Multiple viewpoints and experience can come from the analysis of someone else's work. You don't need to have conversations about snowblowers to take a snowblower apart and see how it works - and then improve upon it.
Mmm, it can to an extent. You can deconstruct someone else's work and understand it. You can go "oh, saw a useful thing in Bloggs work I can use here", but it is not quite the same as having a person with a different mindset look at things, because you still have your habitual ways of thought. It also won't help if no-one else has done the work - there is nothing to analyse. Or if Bloggs went through ten designs, and one of his rejected designs is what you really need, not what actually got put out. But having another person standing there to say "well, what if you turn it the other way up" because they are not focused on your aims with the thing, they are looking at the object as totally new to them, they are still parsing all the bits and pieces, and it is fresh to them.

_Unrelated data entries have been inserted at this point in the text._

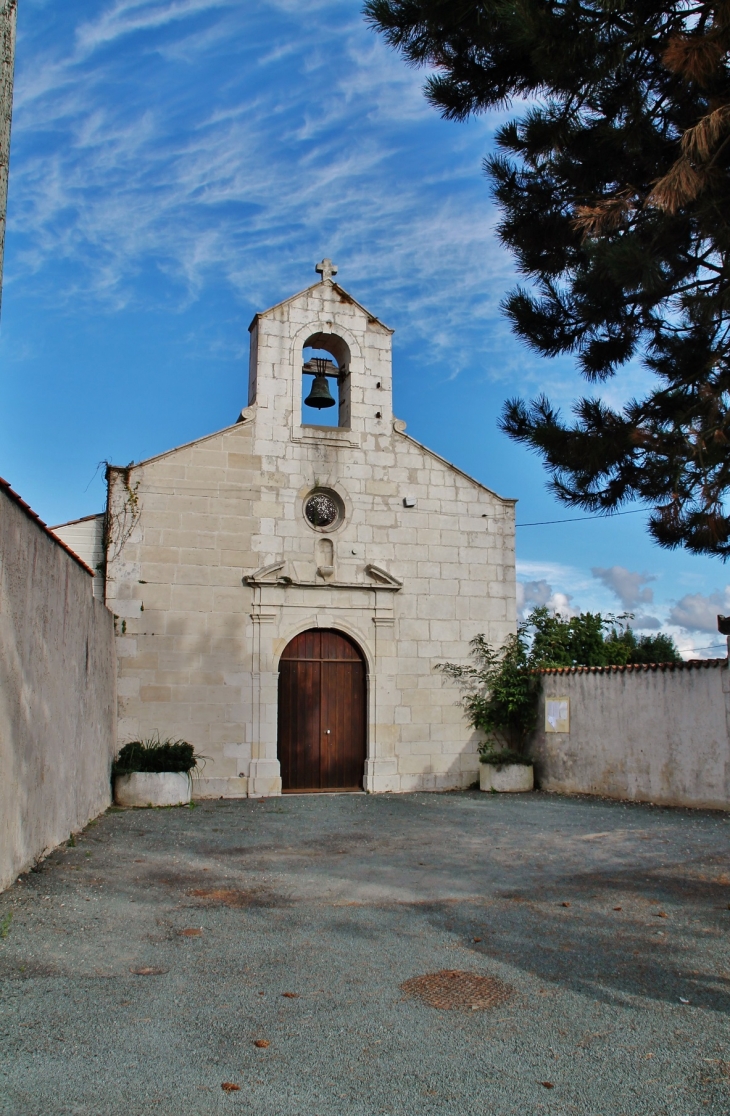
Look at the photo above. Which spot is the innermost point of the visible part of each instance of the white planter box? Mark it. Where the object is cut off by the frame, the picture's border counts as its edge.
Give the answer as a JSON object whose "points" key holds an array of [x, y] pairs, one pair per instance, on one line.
{"points": [[506, 777], [152, 788]]}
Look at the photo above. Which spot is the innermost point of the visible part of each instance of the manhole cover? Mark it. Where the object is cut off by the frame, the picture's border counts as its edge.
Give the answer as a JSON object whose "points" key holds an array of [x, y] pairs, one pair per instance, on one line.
{"points": [[452, 990]]}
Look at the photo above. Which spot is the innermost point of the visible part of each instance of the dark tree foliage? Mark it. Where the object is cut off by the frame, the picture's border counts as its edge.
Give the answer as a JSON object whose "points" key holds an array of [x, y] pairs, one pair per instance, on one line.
{"points": [[500, 686], [592, 640], [615, 196]]}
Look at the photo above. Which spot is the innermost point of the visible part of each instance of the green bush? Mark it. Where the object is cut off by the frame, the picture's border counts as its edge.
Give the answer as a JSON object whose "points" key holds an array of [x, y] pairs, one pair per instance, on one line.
{"points": [[155, 754], [500, 691], [500, 688]]}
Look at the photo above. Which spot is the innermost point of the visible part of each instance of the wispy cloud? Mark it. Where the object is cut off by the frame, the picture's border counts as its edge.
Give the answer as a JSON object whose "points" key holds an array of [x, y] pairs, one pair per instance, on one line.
{"points": [[628, 586], [698, 613], [118, 169]]}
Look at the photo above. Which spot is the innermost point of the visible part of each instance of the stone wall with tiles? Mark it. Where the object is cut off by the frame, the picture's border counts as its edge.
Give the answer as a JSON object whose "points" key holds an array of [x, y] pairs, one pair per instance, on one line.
{"points": [[212, 566], [57, 683], [643, 733]]}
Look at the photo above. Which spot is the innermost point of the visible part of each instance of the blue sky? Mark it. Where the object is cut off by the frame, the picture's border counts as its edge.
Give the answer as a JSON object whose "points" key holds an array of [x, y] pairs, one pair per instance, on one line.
{"points": [[178, 165]]}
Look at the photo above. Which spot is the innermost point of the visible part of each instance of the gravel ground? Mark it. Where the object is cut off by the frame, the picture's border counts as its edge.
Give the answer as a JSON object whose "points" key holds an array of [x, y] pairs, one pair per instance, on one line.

For example, I once worked for a little while in an engineering company. They'd been having all sorts of design problems with a new complicated joint that had a lot of dimension restrictions on it. Top engineers huddled over it for weeks. Along comes a lab tech, who'd not been working on that project, she stops for a few minutes to look and listen and then she says "look if you take that bit out and turn it around, won't it then all fit?" Yes it did. Being decent souls they added her to the names on the patent. She said she got the skill from living in a small house and trying pack all her kids' stuff out of the way.
There is a very silly idea under the surface of this thread that information and cognition must be essentially verbal. Despite the long history of lone human beings making rather massive discoveries. A being unfettered by the belief that communication is essential to their endeavors benefits from all the other stuff the mind is capable of.
Great discoveries by lone genius is a bit different from a technological society - there has to be the way to spread the idea as technological includes the spread of things, not something in isolation. It is turning blue sky research into something with a function. Some lone geniuses tend towards, "oh, solved that, bored now, move onto something new" not "wow what a benefit it will be the rest of my species". Now some do start out with the idea of wanting to get in on the ground floor of say lightbulbs, but by no means all. Also development is built with the materials and tools to hand, which someone had to crop/create, probably not the same someone as the lone genius, and there have been brilliant ideas recorded (in writing) centuries before the material technology existed for them to take shape. People get very excited by aircraft design, possibly because you can see the results, without realising the stunning materials developments to make it possible. The industrial revolution was a long time growing and standardisation was one of the things that allowed technology to boom - everyone agreeing the length, screw thread and head pattern of screws for example. Whoever you bought your screws from, they'd fit.
I've worked in laboratories, both physical chemistry and materials science, and your technical support is essential to your success. They are the people you go to and say "I'm stuck, I need a thingy that looks a bit like this, will stand up to a force of 20kg and temperatures of up to 200C". I hadn't the skill set to make the thingy I need, they haven't the skill set to run one of my experimental rigs. If the one lone human can only work with the stuff they can make, and have to stop every time they need to make something, their progress will be far slower, or non-existent when they completely fail to make the thingy. Different people have different knacks for things.